Kivela meth bill not perfect but is step in right direction
Michigan House Bill 4248 – introduced in the state house Tuesday by state Rep. John Kivela, D-Marquette – would require a prescription for the purchase of ephedrine and pseudoephedrine, a pair of decongestants that also happen to be key components in methamphetamine.
The Mining Journal believes the bill, which was sent to the house’s health policy committee, would cause a minor inconvenience to some residents of the state, while sparing everyone the destruction wrought by methamphetamine labs.
And honestly, the headlines of the last few years have been hard to miss. Lab-related explosions, fires and even murders have occurred – and that’s just in Marquette County. But despite public outcry and strict prosecution, it seems the problem is only getting worse.
In 2012, the Upper Peninsula Substance Enforcement Team – which operates across 12 U.P. counties – dealt with 35 meth labs. That’s a 57 percent increase from 2011 and a 500 percent increase from 2010, a year in which UPSET saw just seven labs.
Statewide, the Michigan State Police reported 299 meth lab seizures in 2010.
To protect our families, our neighbors and our communities, something needs to be done.
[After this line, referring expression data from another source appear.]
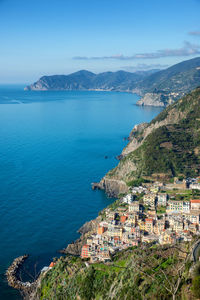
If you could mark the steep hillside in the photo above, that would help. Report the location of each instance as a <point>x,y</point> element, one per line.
<point>166,86</point>
<point>84,80</point>
<point>150,272</point>
<point>169,145</point>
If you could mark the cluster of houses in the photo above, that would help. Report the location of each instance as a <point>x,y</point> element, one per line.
<point>154,218</point>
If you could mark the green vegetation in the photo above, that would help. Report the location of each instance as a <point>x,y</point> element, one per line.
<point>181,78</point>
<point>161,210</point>
<point>135,273</point>
<point>173,149</point>
<point>137,182</point>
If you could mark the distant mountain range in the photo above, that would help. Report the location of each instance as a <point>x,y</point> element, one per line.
<point>168,146</point>
<point>158,87</point>
<point>85,80</point>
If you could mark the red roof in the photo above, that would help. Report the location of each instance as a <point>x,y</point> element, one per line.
<point>52,264</point>
<point>149,220</point>
<point>195,201</point>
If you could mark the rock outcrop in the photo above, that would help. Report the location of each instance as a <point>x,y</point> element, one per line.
<point>155,99</point>
<point>87,229</point>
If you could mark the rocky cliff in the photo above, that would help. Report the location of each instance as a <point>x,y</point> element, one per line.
<point>169,144</point>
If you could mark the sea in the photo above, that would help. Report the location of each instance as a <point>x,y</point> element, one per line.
<point>53,145</point>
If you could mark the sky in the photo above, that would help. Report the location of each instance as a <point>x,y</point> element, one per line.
<point>46,37</point>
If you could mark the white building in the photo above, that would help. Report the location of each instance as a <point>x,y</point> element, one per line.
<point>162,199</point>
<point>128,199</point>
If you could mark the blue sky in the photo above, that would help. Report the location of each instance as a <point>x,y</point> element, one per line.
<point>59,37</point>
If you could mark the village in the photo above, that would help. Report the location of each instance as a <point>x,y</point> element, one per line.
<point>151,213</point>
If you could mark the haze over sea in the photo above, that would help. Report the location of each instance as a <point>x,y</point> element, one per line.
<point>52,146</point>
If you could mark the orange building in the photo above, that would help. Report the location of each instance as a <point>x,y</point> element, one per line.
<point>123,219</point>
<point>52,264</point>
<point>149,225</point>
<point>101,229</point>
<point>85,251</point>
<point>195,204</point>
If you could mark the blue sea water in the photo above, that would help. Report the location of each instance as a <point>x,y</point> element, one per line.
<point>52,146</point>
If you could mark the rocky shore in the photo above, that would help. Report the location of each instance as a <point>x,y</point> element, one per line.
<point>86,230</point>
<point>14,281</point>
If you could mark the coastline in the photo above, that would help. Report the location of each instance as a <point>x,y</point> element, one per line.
<point>74,247</point>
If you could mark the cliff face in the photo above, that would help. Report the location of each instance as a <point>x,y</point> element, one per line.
<point>169,144</point>
<point>155,99</point>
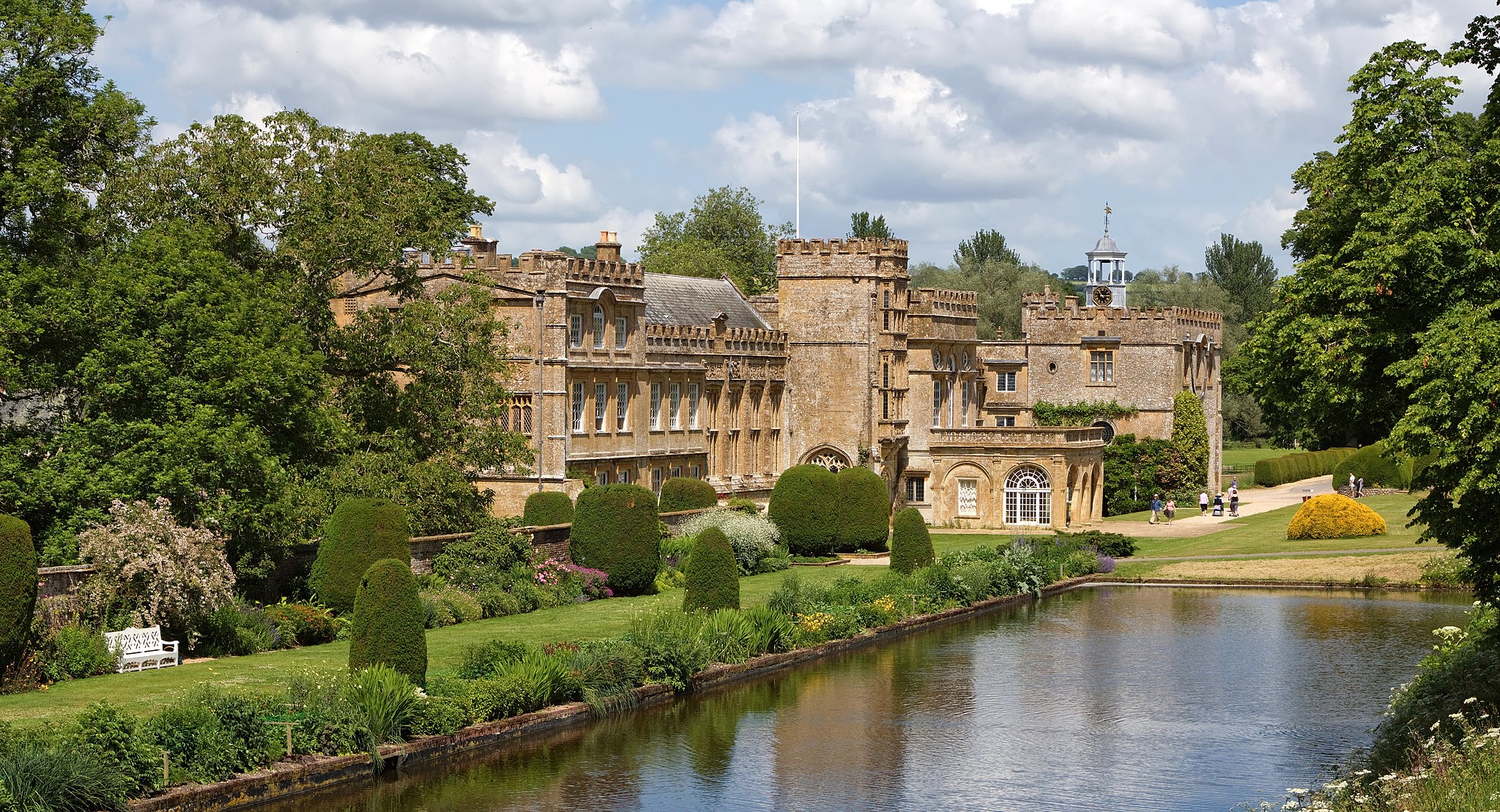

And while it’s likely true that legislators can’t keep people from using meth, they can keep prospective manufacturers away from the main ingredients.
In Oregon, a nearly identical law took effect in the summer of 2006. From 2004 to 2011, annual meth lab seizures in a nine-county section of Oregon, identified as a high-intensity drug trafficking area, dropped from 448 to 10.
A similar law in Mississippi has led to a 70 percent drop in lab seizures.
We remain concerned that HB 4248 does too little to ensure cheap and continued access to pseudoephedrine prescriptions for legitimate patients – under the law they could be forced to obtain a possibly costly prescription from a doctor or physician assistant. And though that topic should be addressed swiftly, the benefits of legislation, at this point, far outweigh the costs.
The data clearly indicates the law would result in fewer labs, and that means fewer explosions, fires and injuries. It means not only that state residents will worry less about safety, but that law enforcement resources should be freed up for other police purposes.
The state police, a group with a unique knowledge of Michigan’s meth culture, summed up the case for such laws in a 2011 report to the state legislature, which read: “The overall cost of investigating and remediating methamphetamine laboratories will likely increase if pseudoephedrine remains easily accessible to lab operators … Based on the proven success of prescription-only pseudoephedrine legislation in Mississippi and Oregon, Michigan should investigate the option of a ban on over-the-counter sale of the drug.”